D-: 1.5 stars (out of 5)
1968 | United States | 106 min | More...
Reviewed Mar 6, 2009

Despite teaming James Stewart and Dean Martin, Bandolero may be one of the reasons the Western died.

The plot sees George Kennedy as a sheriff purusing outlaw brothers Stewart and Martin into bandit country after they kidnapp a wealthy widow, played by Raquel Welch.

It’s a film that doesn’t know what it wants to be. Though it re-teams director Andrew V. McLaglen, screenwriter James Lee Barrett, and star Stewart, who had previously made Shenandoah together, this outing alternates between not taking itself seriously, and taking itself far too seriously, sometimes in the same scene.

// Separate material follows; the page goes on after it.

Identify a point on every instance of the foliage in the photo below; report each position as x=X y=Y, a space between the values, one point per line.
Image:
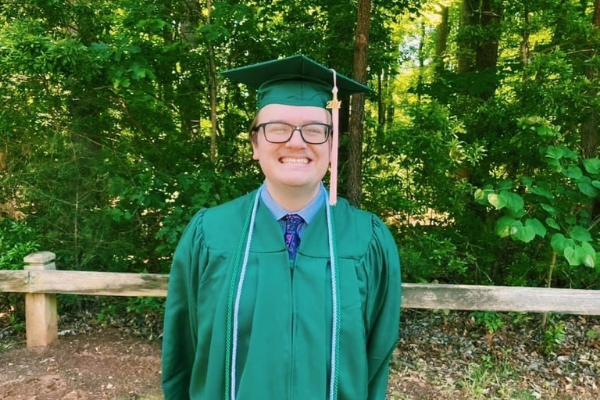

Stewart and Martin are two actors with charisma to spare, yet both seem flat here, as if they realize the stinker they’re producing. Granted, Stewart does have a lot of fun in the film’s best sequence where he poses as a hangman, but that’s about it.

Then there’s the Raquel Welch problem. Cute though she may be, she offers nothing in the way of believability, and can’t carry her few dramatic scenes.

For western fans, or fans of the stars, Bandolero’s casting may be too good to resist, which is likely what the studio and filmmakers were counting on; banking on the reputation of those involved rather than putting together a decent product. Skip it.